What I have tried (back on topic) is a common-mode choke (AKA split ferrite bead, the kind used on computer power supply cabling and similar to the ones on all sorts of computer cables). I tried it on the AC adapter cable and on the audio cable. It made no difference. So I don't think the antenna effect is what's happening. What's getting in is apparently not high enough frequency to be attenuated by the choke, or else the impedance of the ground loop is not low enough for the additional impedance of the choke to make much difference. No doubt the AC adapter has its own common-mode choke at the AC end.

Now your other point, about the ring terminal on the laptop's mic jack. Am I shorting out a power supply when I use a mono plug? I note some DC voltage on both Tip and Ring, and never knew why it was on Ring. I figured it was on Tip just to bias condenser mics. The voltages are different, however, and there's no Right input. Seems to me I tried loading it once with a resistor and determined it was current-limited. Maybe I should use a TRS plug and only connect Tip.

Re: Weird oscillation recording from mixer

Posted: Mon Sep 20, 2010 10:32 pm
by DickN
Just looked at that UCA202. Wow, that's a lot of features for $30!

Re: Weird oscillation recording from mixer

Posted: Mon Sep 20, 2010 10:48 pm
by steve
It's without many knobs or whistles but for a straight line level in/out sound card it's great value for money.

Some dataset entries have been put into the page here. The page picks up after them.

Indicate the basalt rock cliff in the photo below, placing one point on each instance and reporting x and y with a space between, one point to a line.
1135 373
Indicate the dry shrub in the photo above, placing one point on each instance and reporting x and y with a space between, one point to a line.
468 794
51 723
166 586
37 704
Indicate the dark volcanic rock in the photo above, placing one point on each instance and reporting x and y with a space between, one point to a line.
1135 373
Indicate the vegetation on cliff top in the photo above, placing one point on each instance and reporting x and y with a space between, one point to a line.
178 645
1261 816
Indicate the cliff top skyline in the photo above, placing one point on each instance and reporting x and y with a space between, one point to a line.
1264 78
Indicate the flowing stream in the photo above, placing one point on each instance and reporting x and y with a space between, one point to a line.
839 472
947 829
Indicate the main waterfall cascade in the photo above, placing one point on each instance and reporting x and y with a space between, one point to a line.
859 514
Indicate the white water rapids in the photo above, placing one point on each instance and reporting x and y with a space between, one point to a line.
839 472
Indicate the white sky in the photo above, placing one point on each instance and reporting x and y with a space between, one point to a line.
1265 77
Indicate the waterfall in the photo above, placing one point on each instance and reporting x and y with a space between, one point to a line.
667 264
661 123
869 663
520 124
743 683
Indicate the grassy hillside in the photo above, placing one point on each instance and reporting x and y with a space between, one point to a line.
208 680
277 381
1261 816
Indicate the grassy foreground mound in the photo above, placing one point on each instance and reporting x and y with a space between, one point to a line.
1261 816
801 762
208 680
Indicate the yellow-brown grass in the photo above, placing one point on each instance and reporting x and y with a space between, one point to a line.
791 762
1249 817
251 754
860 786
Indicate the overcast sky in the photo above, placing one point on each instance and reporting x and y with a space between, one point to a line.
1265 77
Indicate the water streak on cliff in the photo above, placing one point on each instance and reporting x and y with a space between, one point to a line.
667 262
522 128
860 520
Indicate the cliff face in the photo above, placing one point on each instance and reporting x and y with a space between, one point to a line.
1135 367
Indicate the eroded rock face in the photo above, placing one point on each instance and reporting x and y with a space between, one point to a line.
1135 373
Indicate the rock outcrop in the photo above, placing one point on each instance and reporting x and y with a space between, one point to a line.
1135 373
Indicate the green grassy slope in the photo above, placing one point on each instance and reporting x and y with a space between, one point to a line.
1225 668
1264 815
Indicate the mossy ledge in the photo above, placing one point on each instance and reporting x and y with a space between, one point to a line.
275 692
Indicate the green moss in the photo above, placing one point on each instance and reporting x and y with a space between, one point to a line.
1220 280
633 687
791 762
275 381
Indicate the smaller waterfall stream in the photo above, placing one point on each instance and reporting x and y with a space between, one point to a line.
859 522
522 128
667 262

It's important that whatever you use to feed the signal into the UCA-202 has an adjustable output (for example a mixing desk) as the UCA-202 does not have a volume control and it is possible to overload its inputs if fed directly from a CD/cassette deck.

Re: Weird oscillation recording from mixer

Posted: Tue Sep 28, 2010 3:09 pm
by DickN
Posting update here because I think it's still potentially useful to ljsilver:

Since we have a wall switch in the sound room that kills power to the whole system, I tried the laptop power adapter plugged into the power strip along with the mixer but with the wall switch turned off. Any ground loop would still be there, but the AC Hot side not powered and thus the AC adapter, mixer etc. not running. No noise. Left the wall switch off so still no signal from the mixer, but moved the Laptop AC adapter to an unswitched outlet: Noise present. Tried a ground-lift cheater (AKA 2-prong to 3-prong adapter) on the AC adapter's line plug. Noise gone! Turned the sound system power back on, still no noise. I can record from the mixer on the laptop using AC power as long as there's no Earth connection to the AC adapter. :D Turns out there's DC continuity through the AC adapter between Earth ground and the DC output. The noise is generated by the AC adapter, and the noise voltage appears between the Earth ground and the DC output. Open the Earth ground and there's no path for the noise current.